Thurgood Marshall was the first African-American to hold a seat on the United States Supreme Court. That is even more impressive when you consider that he took his seat in 1967 in the midst of the Civil Rights era.
On June 13, 1967, President Lyndon B. Johnson nominated Marshall for an Associate Justice position on the Supreme Court. Johnson said at the time that the nomination was “the right thing to do, the right time to do it, the right man and the right place.”
Thurgood Marshall’s legal career began as a defence lawyer for the National Association for the Advancement of Colored People (NAACP) in the 1930s. Throughout his career as a defense attorney, Marshall argued several Civil Rights cases before the United States Supreme Court, including one of the most famous Supreme Court cases ever, Brown v. Board of Education in 1954. He had a very good record in front of the Supreme Court, having won at least six different cases that he argued in front of them.

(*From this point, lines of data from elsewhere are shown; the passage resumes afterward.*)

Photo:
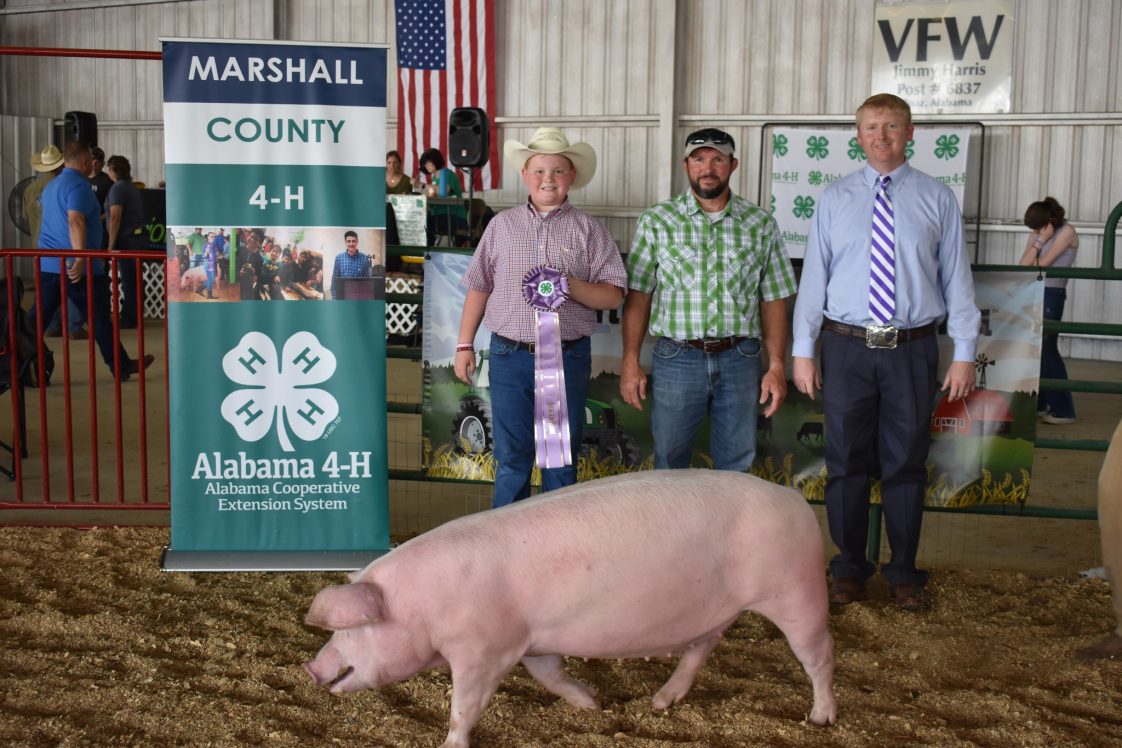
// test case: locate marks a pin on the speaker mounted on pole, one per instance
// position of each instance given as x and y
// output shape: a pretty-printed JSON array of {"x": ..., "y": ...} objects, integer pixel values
[
  {"x": 468, "y": 137},
  {"x": 81, "y": 127}
]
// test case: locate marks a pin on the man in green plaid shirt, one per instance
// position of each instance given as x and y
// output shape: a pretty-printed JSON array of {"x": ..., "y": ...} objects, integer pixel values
[{"x": 709, "y": 277}]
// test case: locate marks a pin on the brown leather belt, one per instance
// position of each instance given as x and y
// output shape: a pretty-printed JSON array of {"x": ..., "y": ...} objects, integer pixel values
[
  {"x": 901, "y": 335},
  {"x": 566, "y": 344},
  {"x": 715, "y": 344}
]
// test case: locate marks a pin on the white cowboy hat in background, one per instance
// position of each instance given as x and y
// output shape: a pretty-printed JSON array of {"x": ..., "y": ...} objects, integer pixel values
[
  {"x": 552, "y": 141},
  {"x": 48, "y": 159}
]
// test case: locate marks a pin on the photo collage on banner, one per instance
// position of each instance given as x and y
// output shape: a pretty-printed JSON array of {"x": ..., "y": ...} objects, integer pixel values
[{"x": 276, "y": 193}]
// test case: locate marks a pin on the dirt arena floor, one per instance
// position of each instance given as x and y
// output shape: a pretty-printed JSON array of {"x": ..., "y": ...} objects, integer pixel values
[{"x": 102, "y": 648}]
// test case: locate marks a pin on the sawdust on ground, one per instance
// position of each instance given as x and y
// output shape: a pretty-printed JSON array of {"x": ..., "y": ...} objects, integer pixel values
[{"x": 101, "y": 648}]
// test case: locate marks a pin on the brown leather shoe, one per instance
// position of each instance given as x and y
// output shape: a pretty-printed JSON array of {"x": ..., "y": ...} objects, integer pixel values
[
  {"x": 846, "y": 590},
  {"x": 911, "y": 597}
]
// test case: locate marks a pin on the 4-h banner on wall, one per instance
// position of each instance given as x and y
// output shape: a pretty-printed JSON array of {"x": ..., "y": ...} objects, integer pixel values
[
  {"x": 806, "y": 160},
  {"x": 275, "y": 163}
]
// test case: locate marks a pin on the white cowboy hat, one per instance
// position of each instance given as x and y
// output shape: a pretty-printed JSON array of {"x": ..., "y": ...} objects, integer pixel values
[
  {"x": 47, "y": 160},
  {"x": 552, "y": 141}
]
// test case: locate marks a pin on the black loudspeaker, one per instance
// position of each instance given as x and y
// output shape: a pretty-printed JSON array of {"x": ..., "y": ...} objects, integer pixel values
[
  {"x": 468, "y": 137},
  {"x": 81, "y": 127}
]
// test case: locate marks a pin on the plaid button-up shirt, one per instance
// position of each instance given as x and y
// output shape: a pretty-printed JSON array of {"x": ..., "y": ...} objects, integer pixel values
[
  {"x": 707, "y": 278},
  {"x": 518, "y": 240}
]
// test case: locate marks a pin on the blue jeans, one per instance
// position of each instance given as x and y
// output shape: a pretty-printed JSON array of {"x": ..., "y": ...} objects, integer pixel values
[
  {"x": 512, "y": 390},
  {"x": 1051, "y": 365},
  {"x": 688, "y": 382},
  {"x": 51, "y": 291}
]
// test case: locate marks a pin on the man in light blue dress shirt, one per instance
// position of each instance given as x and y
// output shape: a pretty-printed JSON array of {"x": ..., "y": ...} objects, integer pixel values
[{"x": 879, "y": 380}]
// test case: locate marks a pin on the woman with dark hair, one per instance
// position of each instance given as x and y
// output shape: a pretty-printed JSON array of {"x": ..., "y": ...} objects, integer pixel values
[
  {"x": 125, "y": 222},
  {"x": 1051, "y": 243},
  {"x": 396, "y": 182},
  {"x": 442, "y": 183}
]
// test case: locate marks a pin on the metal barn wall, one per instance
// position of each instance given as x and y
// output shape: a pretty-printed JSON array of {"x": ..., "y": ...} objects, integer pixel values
[{"x": 633, "y": 76}]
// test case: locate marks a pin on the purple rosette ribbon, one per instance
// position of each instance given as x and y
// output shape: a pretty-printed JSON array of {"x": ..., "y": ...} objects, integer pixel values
[{"x": 545, "y": 289}]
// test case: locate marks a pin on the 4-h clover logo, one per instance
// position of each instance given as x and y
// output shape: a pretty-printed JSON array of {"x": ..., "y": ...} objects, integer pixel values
[
  {"x": 817, "y": 147},
  {"x": 279, "y": 388},
  {"x": 803, "y": 206},
  {"x": 946, "y": 146},
  {"x": 855, "y": 153}
]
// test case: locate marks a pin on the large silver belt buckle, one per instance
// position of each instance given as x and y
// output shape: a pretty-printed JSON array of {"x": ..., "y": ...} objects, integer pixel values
[{"x": 881, "y": 336}]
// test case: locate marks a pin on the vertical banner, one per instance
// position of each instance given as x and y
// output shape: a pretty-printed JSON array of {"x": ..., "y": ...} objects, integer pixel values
[
  {"x": 982, "y": 445},
  {"x": 806, "y": 160},
  {"x": 946, "y": 57},
  {"x": 275, "y": 163},
  {"x": 445, "y": 59}
]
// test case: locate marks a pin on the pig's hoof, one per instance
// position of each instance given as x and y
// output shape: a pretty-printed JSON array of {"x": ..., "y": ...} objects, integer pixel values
[
  {"x": 667, "y": 698},
  {"x": 1109, "y": 648}
]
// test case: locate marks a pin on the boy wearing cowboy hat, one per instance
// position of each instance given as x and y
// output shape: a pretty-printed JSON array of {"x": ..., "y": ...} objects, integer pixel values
[
  {"x": 47, "y": 164},
  {"x": 546, "y": 231},
  {"x": 72, "y": 221}
]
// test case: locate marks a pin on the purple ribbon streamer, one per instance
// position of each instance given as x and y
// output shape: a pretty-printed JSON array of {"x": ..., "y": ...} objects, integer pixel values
[
  {"x": 551, "y": 409},
  {"x": 545, "y": 288}
]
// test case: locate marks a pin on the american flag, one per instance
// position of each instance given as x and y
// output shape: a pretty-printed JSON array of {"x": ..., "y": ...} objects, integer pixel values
[{"x": 445, "y": 58}]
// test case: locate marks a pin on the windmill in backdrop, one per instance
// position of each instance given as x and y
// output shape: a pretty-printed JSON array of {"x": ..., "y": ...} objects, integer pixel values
[{"x": 445, "y": 59}]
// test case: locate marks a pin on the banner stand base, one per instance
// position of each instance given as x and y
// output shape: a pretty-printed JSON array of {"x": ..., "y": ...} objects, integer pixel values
[{"x": 265, "y": 561}]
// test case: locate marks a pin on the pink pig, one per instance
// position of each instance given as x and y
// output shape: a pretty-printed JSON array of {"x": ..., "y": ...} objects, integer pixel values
[{"x": 635, "y": 565}]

In 1961, President John F. Kennedy appointed Marshall to the US Court of Appeals for the Second Circuit. In 1965, he was appointed by President Johnson as United States Solicitor General, the first African-American to hold that post as well. At that time, he was also the highest ranking African-American government official ever.
While on the court, Marshall compiled a record of supporting protection under the Constitution for individual rights, especially the rights of alleged criminals against the government. He was fervently against the death penalty, and voted against the Constitutionality of capital punishment several times while he sat on the bench.
In 1987, when the Constitution turned 200 years old, he gave one of his most controversial speeches ever when he stated “The government they [the signers of the constitution] devised was defective from the start, requiring several amendments, a civil war, and major social transformations to attain the system of constitutional government and its respect for the freedoms and individual rights, we hold as fundamental today…Some may more quietly commemorate the suffering, struggle, and sacrifice that has triumphed over much of what was wrong with the original document, and observe the anniversary with hopes not realized and promises not fulfilled. I plan to celebrate the bicentennial of the Constitution as a living document, including the Bill of Rights and the other amendments protecting individual freedoms and human rights.”
Marshall, is of course, most remembered for his jurisprudence in Civil Rights cases, but he also sat on the bench for other important decisions that still play a role in shaping the law of the land today. They include Teamsters v Terry which held that a worker has the ability to sue a union for under-representation; Cottage Savings Association v. Commissioner of Internal Revenue, which was an important case during the savings and Loan crisis; and a dissenting opinion in the case of Personnel Administrator MA v Feeney where he said that a law that saw veterans given preferential hiring treatment was unconstitutional because of an inequitable impact on women.
Marshall served on the Supreme Court until 1991 when he retired due to declining health. He died in January of 1993. His impact on the court was great, and his legacy has seen many more minority nominees to the Supreme Court over the last fifty years.